Last week's Water Ways column brought about an interesting transpacific transfer of information.

Raynor Tsuneyoshi, the director of California's Department of Boating and Waterways—aka Cal Boating—is a frequent reader of this column. It can't be my writing, so I suppose it's because he just likes to keep track of how things are going in the state where he grew up.

After reading my ideas on why the Division of Conservation and Resources Enforcement should remain a part of the Department of Land and Natural Resources, Tsuneyoshi offered another argument against any separation.

There are federal funds available through grants from the Sportfishing Preservation and Boating account that is administered by the Coast Guard's Office of Boating Safety, Tsuneyoshi told me. In fact, California has earned more than $7 million from that source.

However, the Coast Guard has made it clear it has no interest in dealing with more than one entity within a state for such grant funding, Tsuneyoshi said, and presently in Hawaii, that entity is Boating Law Administrator Ed Underwood, who heads the DLNR's Division of Boating and Ocean Resources.

To add another link to this transpacific connection, DLNR Chairwoman Laura Thielen has stated that while the National Park Service assets management plan will guide the proposed Recreational Renaissance for parklands, for maritime improvements the DLNR will rely on Cal Boating's guidelines for small boating facility upgrades and construction.

Underwood won't have to search very hard for those guidelines either because, according to Tsuneyoshi, “;We have provided a copy to every Boating Law Administrator in the other 49 states and in six territories.”;

It should be remembered that Cal Boating, which was established two years before Hawaii became a state, has a very different type of operation compared to our DOBOR's more hands-on approach.

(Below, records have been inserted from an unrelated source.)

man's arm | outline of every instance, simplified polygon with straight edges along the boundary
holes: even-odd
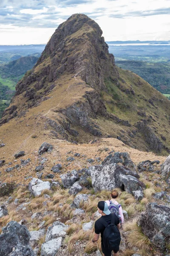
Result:
[[[96,233],[94,233],[94,235],[93,236],[93,239],[92,239],[92,242],[93,243],[94,243],[95,242],[96,242],[99,240],[99,234],[96,234]]]

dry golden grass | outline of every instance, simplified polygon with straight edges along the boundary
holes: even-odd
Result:
[[[152,195],[155,193],[155,190],[153,188],[150,187],[144,190],[144,194],[145,198],[148,202],[150,202],[152,198]]]

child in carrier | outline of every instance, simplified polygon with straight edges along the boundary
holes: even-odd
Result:
[[[122,225],[124,221],[122,209],[121,205],[116,201],[116,199],[118,197],[119,193],[116,190],[113,190],[110,195],[111,199],[106,201],[108,205],[108,208],[111,213],[114,212],[117,215]]]

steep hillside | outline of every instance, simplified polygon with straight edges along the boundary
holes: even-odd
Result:
[[[81,14],[56,29],[4,112],[0,132],[6,152],[35,149],[49,137],[79,143],[102,137],[167,154],[170,102],[137,75],[117,68],[102,35]]]

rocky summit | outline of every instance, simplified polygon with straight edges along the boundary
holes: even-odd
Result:
[[[113,137],[135,148],[170,152],[170,101],[116,67],[102,33],[82,14],[59,26],[4,111],[6,148],[8,141],[16,148],[19,140],[26,145],[45,134],[76,143]]]
[[[112,189],[120,256],[169,256],[170,104],[115,66],[94,20],[59,26],[0,121],[0,256],[101,256]]]

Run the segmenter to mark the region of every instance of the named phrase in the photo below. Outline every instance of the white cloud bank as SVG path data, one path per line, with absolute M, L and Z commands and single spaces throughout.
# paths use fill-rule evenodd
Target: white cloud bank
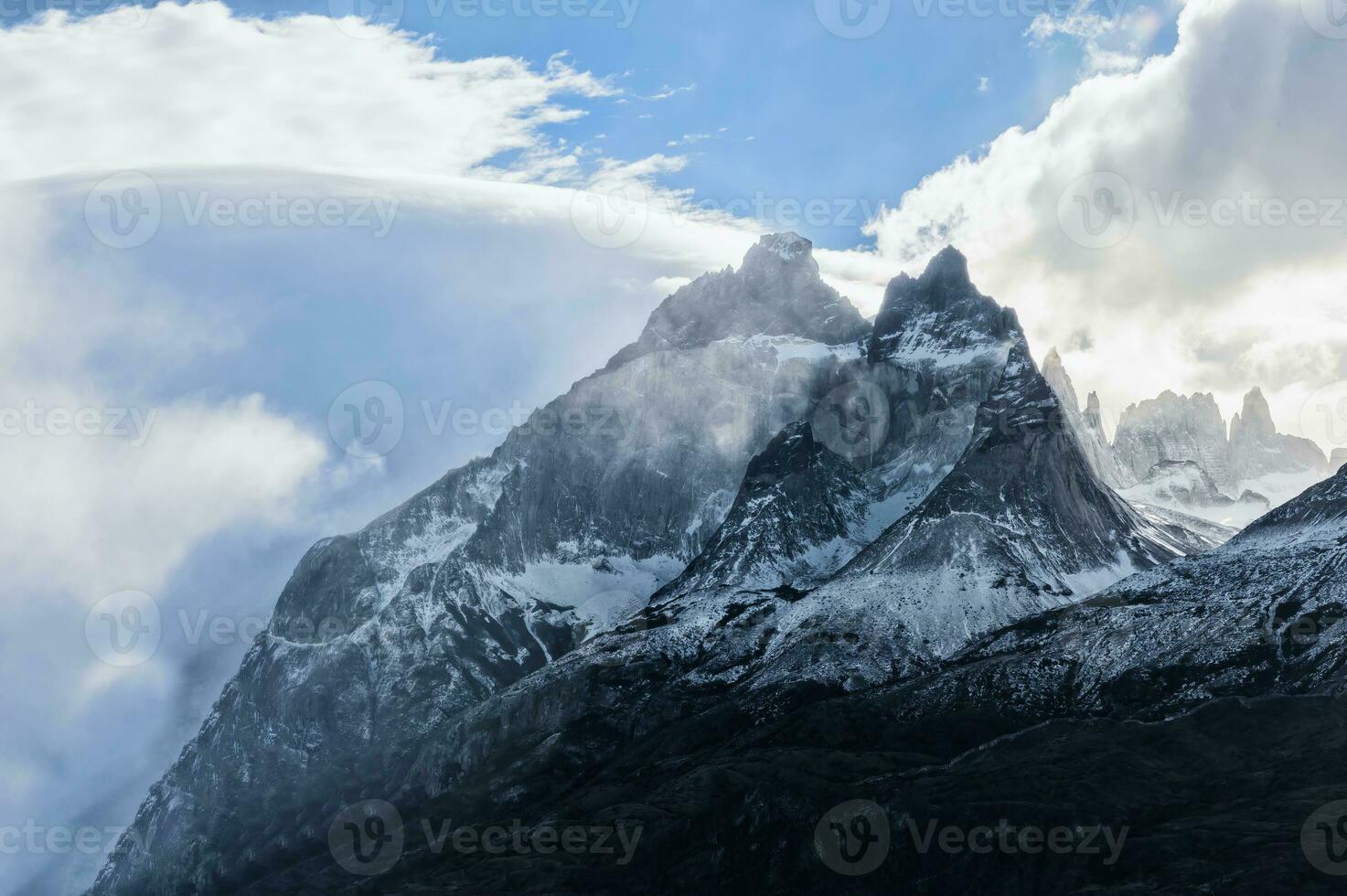
M 1303 428 L 1304 396 L 1347 379 L 1347 40 L 1311 7 L 1188 0 L 1171 55 L 1091 77 L 1037 128 L 925 178 L 872 224 L 878 252 L 912 269 L 959 245 L 1115 411 L 1165 388 L 1235 410 L 1261 383 Z

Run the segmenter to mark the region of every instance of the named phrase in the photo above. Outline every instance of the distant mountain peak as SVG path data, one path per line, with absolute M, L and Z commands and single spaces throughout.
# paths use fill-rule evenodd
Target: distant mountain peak
M 1231 441 L 1238 441 L 1235 434 L 1241 430 L 1245 435 L 1277 435 L 1277 424 L 1273 423 L 1272 408 L 1268 406 L 1268 399 L 1263 397 L 1262 389 L 1257 385 L 1245 396 L 1243 410 L 1230 422 Z
M 927 264 L 923 278 L 947 278 L 951 280 L 968 280 L 968 256 L 959 252 L 952 245 L 940 249 L 931 263 Z
M 758 248 L 776 255 L 783 261 L 814 256 L 814 243 L 793 230 L 768 233 L 757 244 Z
M 861 313 L 819 276 L 812 243 L 797 233 L 769 233 L 749 247 L 738 269 L 706 274 L 664 299 L 640 338 L 607 369 L 652 352 L 734 337 L 793 335 L 842 345 L 869 330 Z

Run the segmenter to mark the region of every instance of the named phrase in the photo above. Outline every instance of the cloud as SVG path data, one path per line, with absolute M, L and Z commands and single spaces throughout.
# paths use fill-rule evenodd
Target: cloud
M 1162 24 L 1164 18 L 1150 7 L 1129 8 L 1126 0 L 1078 0 L 1065 15 L 1039 13 L 1025 35 L 1037 46 L 1059 36 L 1075 40 L 1084 50 L 1087 74 L 1123 73 L 1141 66 Z
M 1092 344 L 1067 364 L 1114 407 L 1173 388 L 1233 411 L 1261 383 L 1294 431 L 1347 350 L 1344 44 L 1300 0 L 1188 0 L 1177 27 L 1171 55 L 1082 81 L 869 232 L 905 269 L 959 245 L 1040 353 Z
M 617 89 L 564 57 L 455 62 L 409 35 L 361 40 L 325 16 L 249 19 L 221 3 L 48 13 L 0 30 L 7 179 L 160 166 L 461 175 L 511 152 L 571 170 L 544 128 L 560 97 Z M 387 30 L 383 30 L 387 32 Z

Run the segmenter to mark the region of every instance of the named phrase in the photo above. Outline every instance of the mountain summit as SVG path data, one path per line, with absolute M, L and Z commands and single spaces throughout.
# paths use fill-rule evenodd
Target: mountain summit
M 861 313 L 823 283 L 814 244 L 796 233 L 773 233 L 748 251 L 738 271 L 706 274 L 668 296 L 640 338 L 607 366 L 726 338 L 791 335 L 843 345 L 869 331 Z

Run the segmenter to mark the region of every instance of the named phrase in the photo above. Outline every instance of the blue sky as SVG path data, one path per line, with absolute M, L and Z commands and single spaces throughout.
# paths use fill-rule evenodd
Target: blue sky
M 1084 59 L 1078 39 L 1026 35 L 1044 9 L 1065 11 L 1078 0 L 954 0 L 950 15 L 927 0 L 896 0 L 863 39 L 831 34 L 811 0 L 626 0 L 626 27 L 618 0 L 578 1 L 591 15 L 543 18 L 532 12 L 536 0 L 494 0 L 492 9 L 531 11 L 502 16 L 486 15 L 475 0 L 385 4 L 399 11 L 399 28 L 427 35 L 446 58 L 504 55 L 541 66 L 564 53 L 575 67 L 612 78 L 625 92 L 620 100 L 577 100 L 570 105 L 587 115 L 547 132 L 621 159 L 684 155 L 688 164 L 664 183 L 695 190 L 713 207 L 758 195 L 766 207 L 824 198 L 839 213 L 855 202 L 835 224 L 796 228 L 831 248 L 869 243 L 859 232 L 865 210 L 894 205 L 923 177 L 977 155 L 1008 128 L 1036 125 L 1079 79 Z M 50 5 L 70 8 L 63 0 Z M 90 0 L 89 8 L 97 5 Z M 369 0 L 228 5 L 261 18 L 361 8 L 388 20 Z M 1111 16 L 1142 4 L 1084 5 Z M 1146 49 L 1165 53 L 1173 36 L 1169 19 Z M 684 141 L 688 135 L 706 139 Z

Rather than attempting to construct, operate, and maintain the state's recreational boating facilities, Cal Boating establishes guidelines and loans funds to businesses, cities, counties and other governmental agencies for the planning and construction of small craft harbors and marina facilities.

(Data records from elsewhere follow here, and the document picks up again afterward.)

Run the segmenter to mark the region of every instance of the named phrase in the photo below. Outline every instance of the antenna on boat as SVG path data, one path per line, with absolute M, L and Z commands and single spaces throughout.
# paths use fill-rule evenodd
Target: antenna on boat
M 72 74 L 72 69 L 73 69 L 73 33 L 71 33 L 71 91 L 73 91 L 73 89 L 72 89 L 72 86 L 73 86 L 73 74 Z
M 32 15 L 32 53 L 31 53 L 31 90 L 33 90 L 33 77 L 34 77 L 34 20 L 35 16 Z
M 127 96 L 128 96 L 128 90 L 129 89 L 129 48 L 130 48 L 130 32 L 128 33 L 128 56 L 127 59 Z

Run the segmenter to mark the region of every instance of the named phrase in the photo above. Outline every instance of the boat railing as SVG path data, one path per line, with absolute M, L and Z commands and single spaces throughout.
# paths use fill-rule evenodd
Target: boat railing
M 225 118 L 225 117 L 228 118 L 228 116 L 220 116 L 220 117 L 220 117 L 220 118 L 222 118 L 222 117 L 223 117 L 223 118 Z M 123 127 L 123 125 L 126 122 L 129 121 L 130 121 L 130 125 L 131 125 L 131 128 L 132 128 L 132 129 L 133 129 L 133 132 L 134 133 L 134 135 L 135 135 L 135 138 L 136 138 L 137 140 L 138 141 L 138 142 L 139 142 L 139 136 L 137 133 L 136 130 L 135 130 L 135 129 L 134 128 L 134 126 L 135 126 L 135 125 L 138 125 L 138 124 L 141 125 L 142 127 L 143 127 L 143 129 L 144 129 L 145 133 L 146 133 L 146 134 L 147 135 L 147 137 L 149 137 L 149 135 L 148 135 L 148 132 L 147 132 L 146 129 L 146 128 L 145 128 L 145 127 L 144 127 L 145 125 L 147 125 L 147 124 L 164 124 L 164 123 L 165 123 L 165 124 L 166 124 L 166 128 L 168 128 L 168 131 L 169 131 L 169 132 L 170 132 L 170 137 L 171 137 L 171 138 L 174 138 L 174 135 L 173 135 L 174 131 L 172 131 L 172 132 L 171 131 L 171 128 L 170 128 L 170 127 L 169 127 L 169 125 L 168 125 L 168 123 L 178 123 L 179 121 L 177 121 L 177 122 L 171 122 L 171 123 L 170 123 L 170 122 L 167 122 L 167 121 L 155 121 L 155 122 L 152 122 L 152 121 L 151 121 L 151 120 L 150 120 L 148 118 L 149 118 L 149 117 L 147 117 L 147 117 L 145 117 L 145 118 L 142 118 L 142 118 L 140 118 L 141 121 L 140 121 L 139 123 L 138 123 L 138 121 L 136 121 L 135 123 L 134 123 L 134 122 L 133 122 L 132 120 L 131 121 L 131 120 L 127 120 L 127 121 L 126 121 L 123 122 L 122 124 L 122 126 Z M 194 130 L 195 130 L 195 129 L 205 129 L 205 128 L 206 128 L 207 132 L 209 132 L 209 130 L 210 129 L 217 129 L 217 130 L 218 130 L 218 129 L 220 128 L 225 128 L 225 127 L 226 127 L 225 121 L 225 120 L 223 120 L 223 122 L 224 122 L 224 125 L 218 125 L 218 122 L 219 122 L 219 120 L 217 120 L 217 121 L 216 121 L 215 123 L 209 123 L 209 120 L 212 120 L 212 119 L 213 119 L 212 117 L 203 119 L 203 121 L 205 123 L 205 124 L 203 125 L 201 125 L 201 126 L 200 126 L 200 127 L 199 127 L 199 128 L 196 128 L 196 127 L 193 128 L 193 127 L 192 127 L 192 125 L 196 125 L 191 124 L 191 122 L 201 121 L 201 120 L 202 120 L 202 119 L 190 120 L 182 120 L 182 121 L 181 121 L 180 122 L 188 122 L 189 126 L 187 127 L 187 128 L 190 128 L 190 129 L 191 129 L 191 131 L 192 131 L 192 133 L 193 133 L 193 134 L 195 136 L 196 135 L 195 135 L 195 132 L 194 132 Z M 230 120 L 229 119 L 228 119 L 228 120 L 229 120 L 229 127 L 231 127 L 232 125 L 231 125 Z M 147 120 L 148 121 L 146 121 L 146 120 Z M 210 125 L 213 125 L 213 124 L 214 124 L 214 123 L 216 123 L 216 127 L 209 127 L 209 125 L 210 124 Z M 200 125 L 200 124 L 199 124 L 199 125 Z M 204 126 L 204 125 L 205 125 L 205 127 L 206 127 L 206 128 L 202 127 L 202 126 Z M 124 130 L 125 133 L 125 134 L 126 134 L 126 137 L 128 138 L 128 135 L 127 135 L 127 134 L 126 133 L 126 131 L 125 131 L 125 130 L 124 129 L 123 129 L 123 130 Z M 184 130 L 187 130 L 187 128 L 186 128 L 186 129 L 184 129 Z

Some of its funding comes from boater fuel taxes and registrations, similar to DOBOR, but a more significant amount comes from the repayment of principal and interest on outstanding small craft harbor loans.

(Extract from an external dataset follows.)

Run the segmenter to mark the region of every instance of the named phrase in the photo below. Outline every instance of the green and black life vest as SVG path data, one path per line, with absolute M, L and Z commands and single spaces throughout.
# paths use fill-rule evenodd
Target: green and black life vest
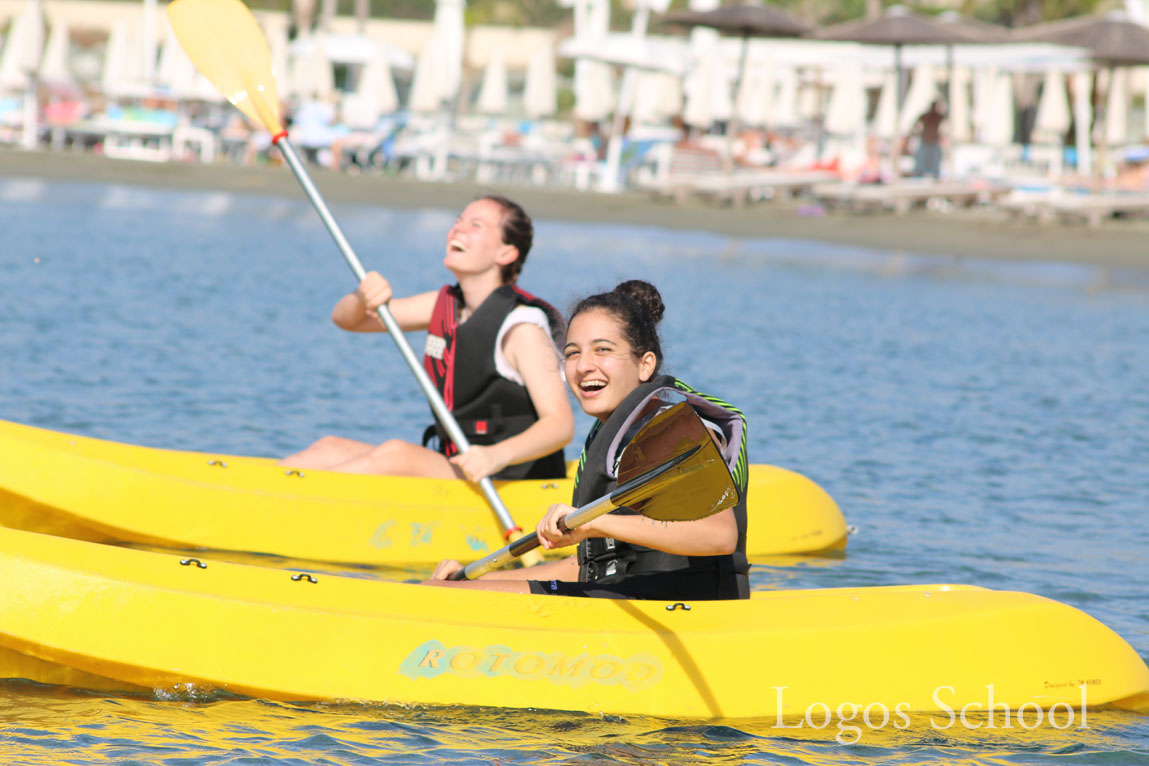
M 514 285 L 495 289 L 466 322 L 460 324 L 462 303 L 458 285 L 439 291 L 427 327 L 423 367 L 466 439 L 472 444 L 494 444 L 523 433 L 539 419 L 526 387 L 507 380 L 495 367 L 495 342 L 503 320 L 520 304 L 542 309 L 556 343 L 564 332 L 564 323 L 549 303 Z M 434 436 L 438 436 L 440 452 L 448 457 L 457 454 L 438 420 L 424 433 L 423 443 L 430 444 Z M 558 449 L 527 463 L 509 465 L 493 478 L 556 479 L 564 475 L 566 464 L 563 450 Z
M 606 423 L 595 421 L 587 435 L 571 504 L 576 508 L 602 497 L 617 483 L 618 459 L 634 433 L 657 407 L 651 400 L 670 403 L 686 400 L 704 421 L 717 426 L 725 436 L 723 457 L 734 478 L 739 501 L 734 506 L 738 520 L 738 548 L 725 556 L 676 556 L 645 546 L 611 537 L 592 537 L 578 547 L 579 580 L 584 582 L 618 582 L 626 577 L 649 572 L 680 572 L 685 578 L 709 578 L 715 585 L 715 598 L 748 598 L 750 582 L 746 558 L 746 493 L 749 463 L 746 455 L 746 418 L 731 404 L 694 390 L 671 376 L 660 376 L 631 392 Z M 614 513 L 633 513 L 618 509 Z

Similarly, Cal Boating is also removed from boating law enforcement. It provides training and financial aid programs to the state's counties and municipalities, which then allows those local jurisdictions to provide enforcement that is uniform statewide.

A final disparity between Cal Boating and DOBOR can be seen in the fact that Tsuneyoshi was honored as the Recreational Boaters of California Boater of the Year in 2003. And when California's Gov. Schwarzenegger, recently tried to eliminate Cal Boating to cut costs, thousands of boaters flooded his office with letters of protest.

Could anything comparable happen in Hawaii? I tend to doubt it, but on the other hand, if Laura Thielen's Recreational Renaissance package ever comes to fruition, her name would be on my short list for this state's Boater of the Year.